There once was a time when we all had a piggy bank. It came in the form of ceramic for kids, and in the form of a savings account for an adult. You want something? Save for it. In more recent times, lending institutions have made it very easy to get something called “credit.” “Don’t put off what you want. Get it now, and pay for it in the future.” Debt became a way to purchase a home or buy a business that otherwise would have been unattainable. Still, being debt free was a common goal. If you used credit to get started, you paid off the debt as quickly as possible.
I remember how proud my parents were when they paid off their mortgage. It was a milestone of their life and cause for celebration.
Today, our culture accepts debt as an inevitable and perpetual companion for life. No longer is the goal to be debt free, but to use debt to acquire more; more house, more cars, more vacations, and more things.
I often see people in their fifties who have refinanced their homes and now owe more on their house than the original purchase price! Or they are “buying up”, a term used to define the practice of using one’s increased income to buy a more expensive home with debt.
As a financial planner, I rely on quantitative data for making decisions. Faced with a choice, I run the numbers both ways and see which calculation produces the better result. If you run the numbers on a fifteen-year vs. a thirty-year mortgage and compare these two options in terms of wealth accumulation, the thirty-year mortgage always wins - by a large margin. The person who chooses to make the lower thirty-year mortgage payment versus the higher fifteen-year mortgage payment has as much as 75% more money in the long term.
This assumes, of course, that (a) the debtor has the discipline to save and wisely invest the difference between the two mortgage payments, and (b) the debtor keeps and pays for the home for thirty years. Rarely do these two assumptions come to pass.
Another classic situation where debt wins is when you are at or near retirement and have most of your investments inside an IRA. If you run the numbers, option A - taking the money out of the IRA, paying the resultant tax penalty for doing so, and paying off debt, versus option B - paying the debt off over the long term, the long term almost always wins.
This analysis assumes that the rules of investing stay the same as they have for the last seventy years. While that is a pretty good bet, these are uncertain times. Large trade deficits, federal budget deficits, record amounts of US government debt obligations owned by foreign governments, and the approaching end of the oil era, are all new realities never before addressed.
So…if longer-term debt, as in the samples above, can help to make you wealthy or wealthier, why should you reconsider your relationship with debt? There are two primary and equally important reasons. First, credit and debt have prompted the majority of Americans to live far beyond their means. Second, debt is a commitment of one’s future labor and/or assets, and therefore takes its toll on one’s physical, emotional, and mental well-being.

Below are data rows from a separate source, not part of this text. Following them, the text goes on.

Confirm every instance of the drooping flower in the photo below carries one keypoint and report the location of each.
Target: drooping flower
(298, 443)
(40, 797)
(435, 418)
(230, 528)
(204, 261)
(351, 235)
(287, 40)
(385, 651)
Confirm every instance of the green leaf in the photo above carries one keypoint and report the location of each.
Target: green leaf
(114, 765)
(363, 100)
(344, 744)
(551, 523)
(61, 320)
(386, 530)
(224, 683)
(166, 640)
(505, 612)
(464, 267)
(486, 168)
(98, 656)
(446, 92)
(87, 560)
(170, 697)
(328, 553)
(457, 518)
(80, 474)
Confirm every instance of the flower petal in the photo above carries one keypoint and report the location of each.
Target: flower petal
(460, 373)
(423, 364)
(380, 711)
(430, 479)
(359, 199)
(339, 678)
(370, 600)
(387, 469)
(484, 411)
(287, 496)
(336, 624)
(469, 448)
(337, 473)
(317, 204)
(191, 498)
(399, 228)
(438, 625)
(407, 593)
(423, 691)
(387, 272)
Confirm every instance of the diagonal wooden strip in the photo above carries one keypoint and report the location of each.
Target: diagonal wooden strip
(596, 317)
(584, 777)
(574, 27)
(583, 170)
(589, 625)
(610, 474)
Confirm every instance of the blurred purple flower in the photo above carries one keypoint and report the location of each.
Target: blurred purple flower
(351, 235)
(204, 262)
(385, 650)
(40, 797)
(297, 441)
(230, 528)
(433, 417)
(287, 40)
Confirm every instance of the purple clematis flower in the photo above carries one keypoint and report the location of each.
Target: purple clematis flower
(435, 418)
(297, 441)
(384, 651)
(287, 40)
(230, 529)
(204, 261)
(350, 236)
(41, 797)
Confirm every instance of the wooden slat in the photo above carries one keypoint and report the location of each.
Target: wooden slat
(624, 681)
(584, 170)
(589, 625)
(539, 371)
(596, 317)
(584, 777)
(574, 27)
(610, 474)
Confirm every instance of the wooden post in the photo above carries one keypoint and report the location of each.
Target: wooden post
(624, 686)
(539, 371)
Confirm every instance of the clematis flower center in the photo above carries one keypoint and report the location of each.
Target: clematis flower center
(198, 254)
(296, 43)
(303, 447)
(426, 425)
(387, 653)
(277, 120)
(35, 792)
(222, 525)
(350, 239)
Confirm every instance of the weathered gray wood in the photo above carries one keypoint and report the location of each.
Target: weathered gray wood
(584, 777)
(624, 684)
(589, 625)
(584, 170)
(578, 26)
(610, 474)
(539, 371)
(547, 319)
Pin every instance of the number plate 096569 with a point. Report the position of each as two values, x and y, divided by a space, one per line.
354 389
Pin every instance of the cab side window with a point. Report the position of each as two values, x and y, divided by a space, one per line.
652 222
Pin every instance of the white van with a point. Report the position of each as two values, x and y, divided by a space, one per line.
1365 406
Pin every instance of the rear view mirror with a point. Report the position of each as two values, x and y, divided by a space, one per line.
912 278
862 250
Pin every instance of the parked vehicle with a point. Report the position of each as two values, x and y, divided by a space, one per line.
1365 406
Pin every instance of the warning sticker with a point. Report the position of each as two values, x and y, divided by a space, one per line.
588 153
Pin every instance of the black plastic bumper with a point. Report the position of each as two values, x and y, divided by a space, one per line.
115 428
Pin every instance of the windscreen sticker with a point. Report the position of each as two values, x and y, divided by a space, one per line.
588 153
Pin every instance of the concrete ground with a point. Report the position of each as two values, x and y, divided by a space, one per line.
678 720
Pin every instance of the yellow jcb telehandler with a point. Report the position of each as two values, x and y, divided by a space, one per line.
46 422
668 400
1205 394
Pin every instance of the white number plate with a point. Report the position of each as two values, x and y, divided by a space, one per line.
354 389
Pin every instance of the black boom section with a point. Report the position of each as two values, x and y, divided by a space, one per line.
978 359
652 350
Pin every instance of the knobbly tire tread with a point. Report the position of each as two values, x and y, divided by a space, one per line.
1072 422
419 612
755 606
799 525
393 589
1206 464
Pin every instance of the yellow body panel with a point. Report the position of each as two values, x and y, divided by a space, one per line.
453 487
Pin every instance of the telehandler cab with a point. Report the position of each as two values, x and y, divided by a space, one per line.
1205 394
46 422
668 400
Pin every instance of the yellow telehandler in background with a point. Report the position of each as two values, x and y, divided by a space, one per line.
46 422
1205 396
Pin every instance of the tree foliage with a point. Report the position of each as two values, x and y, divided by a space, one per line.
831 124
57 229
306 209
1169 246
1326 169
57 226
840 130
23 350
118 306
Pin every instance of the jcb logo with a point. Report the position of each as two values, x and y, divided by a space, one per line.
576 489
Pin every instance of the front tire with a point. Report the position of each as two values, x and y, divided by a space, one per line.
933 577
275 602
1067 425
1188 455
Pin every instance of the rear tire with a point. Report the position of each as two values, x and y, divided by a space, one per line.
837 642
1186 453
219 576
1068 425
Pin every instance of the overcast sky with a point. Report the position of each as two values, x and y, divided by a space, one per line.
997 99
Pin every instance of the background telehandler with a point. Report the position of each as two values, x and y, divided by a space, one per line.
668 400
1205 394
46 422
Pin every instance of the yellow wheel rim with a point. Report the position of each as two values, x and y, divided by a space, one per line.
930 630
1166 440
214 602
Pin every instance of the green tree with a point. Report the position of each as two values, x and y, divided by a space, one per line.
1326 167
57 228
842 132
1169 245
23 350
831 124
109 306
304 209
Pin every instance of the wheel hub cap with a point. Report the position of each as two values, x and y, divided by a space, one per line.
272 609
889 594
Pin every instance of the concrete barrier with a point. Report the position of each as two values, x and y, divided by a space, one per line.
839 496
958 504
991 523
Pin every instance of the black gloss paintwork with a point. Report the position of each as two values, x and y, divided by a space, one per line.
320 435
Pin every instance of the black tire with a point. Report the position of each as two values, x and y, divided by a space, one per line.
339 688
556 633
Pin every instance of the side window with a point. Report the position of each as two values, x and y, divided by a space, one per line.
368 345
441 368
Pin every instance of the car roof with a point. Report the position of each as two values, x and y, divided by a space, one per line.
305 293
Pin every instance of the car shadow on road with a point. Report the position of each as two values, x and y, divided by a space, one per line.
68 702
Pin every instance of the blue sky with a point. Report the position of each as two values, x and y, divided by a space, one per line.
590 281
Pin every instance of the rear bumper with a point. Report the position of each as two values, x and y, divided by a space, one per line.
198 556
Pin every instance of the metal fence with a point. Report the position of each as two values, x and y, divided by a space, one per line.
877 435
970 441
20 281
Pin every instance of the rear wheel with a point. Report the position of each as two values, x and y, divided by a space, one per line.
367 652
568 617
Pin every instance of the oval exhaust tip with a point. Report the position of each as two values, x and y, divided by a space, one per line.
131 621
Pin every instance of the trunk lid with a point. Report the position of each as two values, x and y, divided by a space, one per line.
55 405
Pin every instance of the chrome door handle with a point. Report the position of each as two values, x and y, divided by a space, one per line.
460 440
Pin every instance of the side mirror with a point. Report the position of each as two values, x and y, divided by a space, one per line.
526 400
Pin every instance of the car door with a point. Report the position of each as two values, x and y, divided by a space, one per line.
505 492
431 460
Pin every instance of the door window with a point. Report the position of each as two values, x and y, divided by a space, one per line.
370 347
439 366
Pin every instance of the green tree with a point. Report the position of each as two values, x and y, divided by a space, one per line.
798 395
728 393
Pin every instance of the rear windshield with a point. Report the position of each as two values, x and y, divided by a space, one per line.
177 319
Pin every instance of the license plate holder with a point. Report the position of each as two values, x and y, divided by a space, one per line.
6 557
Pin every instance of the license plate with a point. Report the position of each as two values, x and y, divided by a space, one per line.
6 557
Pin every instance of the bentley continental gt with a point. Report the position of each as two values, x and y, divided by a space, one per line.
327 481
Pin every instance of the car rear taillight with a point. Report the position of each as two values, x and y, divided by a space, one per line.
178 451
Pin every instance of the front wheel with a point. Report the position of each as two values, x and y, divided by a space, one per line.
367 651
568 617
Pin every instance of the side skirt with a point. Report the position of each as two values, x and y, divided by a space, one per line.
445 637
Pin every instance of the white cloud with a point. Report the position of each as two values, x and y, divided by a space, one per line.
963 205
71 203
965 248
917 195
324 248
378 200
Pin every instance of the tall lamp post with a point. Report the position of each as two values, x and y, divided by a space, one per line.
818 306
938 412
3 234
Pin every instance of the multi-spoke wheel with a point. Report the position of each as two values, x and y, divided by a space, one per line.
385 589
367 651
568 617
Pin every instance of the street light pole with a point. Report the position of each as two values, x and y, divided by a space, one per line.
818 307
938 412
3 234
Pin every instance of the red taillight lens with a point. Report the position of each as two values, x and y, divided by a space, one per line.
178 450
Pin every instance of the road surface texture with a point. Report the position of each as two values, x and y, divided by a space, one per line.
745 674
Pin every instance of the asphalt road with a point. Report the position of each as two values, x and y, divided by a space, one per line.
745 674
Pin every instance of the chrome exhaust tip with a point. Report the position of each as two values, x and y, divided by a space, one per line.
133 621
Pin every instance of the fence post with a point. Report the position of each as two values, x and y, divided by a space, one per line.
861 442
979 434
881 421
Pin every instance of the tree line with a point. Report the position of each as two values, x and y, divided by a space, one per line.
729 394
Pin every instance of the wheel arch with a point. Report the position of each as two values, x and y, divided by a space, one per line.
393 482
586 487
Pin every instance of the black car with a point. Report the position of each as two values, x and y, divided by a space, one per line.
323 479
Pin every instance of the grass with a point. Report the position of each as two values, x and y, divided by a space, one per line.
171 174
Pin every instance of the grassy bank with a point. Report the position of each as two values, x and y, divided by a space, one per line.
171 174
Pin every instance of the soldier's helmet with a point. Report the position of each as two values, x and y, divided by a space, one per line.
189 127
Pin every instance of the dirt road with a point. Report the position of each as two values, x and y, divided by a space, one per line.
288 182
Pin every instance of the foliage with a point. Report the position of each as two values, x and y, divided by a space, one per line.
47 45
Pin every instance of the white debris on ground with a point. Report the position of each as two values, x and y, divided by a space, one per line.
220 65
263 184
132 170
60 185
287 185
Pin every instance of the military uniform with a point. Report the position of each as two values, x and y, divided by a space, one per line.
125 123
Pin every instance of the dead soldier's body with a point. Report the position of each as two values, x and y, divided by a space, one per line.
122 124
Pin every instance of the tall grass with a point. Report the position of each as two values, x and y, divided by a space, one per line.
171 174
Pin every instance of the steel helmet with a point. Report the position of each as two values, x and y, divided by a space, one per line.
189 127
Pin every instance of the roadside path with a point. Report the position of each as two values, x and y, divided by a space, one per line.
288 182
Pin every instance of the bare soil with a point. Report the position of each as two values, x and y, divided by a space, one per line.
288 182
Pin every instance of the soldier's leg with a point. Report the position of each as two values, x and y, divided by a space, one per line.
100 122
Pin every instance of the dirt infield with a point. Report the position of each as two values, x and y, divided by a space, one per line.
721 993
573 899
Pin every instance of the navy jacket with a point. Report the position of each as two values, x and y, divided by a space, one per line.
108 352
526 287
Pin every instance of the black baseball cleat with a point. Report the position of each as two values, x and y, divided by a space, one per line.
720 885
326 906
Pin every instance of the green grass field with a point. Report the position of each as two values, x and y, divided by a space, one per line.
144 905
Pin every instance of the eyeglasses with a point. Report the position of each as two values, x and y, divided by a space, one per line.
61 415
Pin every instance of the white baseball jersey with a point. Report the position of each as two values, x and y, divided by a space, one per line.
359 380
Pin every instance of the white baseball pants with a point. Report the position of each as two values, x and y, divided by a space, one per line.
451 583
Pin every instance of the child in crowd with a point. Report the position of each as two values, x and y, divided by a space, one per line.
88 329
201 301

Let’s look at the first one. Lending institutions have become extremely lax on granting credit. The result? The level of credit card debt in America is epidemic and alarming. Because credit is so easy to get, and keeping up with the Joneses is as fashionable as ever, I am seeing people in the fourth quarter of their life who have no hope of ever owning their home, and who are drowning in credit card debt.
I invite you to consider a simpler life. Do you really need the latest gadget? Look at all the things in your basement, closets, attic, and garage that you never use. If your life were free from the clutter of “stuff”, what would that freedom feel like?
The second reason to reconsider debt is that your future expenditure of energy is already committed. That means that (a) if you lose your job, or have any kind of change in family circumstance, you can get into financial trouble very quickly, or (b) if the rules of investing as we know them change, your strategy has no fall back position. Do you see how debt limits your choices and options, and compromises your freedom and security? You cannot leave a job you have grown to dislike to start your own business, or take time off for family pleasures or necessities. Because your monthly payments require your monthly attention, you are required to go to work every morning to pay for something you bought yesterday. Your future no longer belongs to you; it belongs to your debt.
Being debt-free is one of the steps to true freedom. What would it take for you to be debt free? What possibilities does that freedom create for your life? Take some time to think about it, develop a vision, then a plan of action. Look in the mirror and watch how the ends of your mouth reach further into your cheeks when you think about the joy that a debt-free life will bring!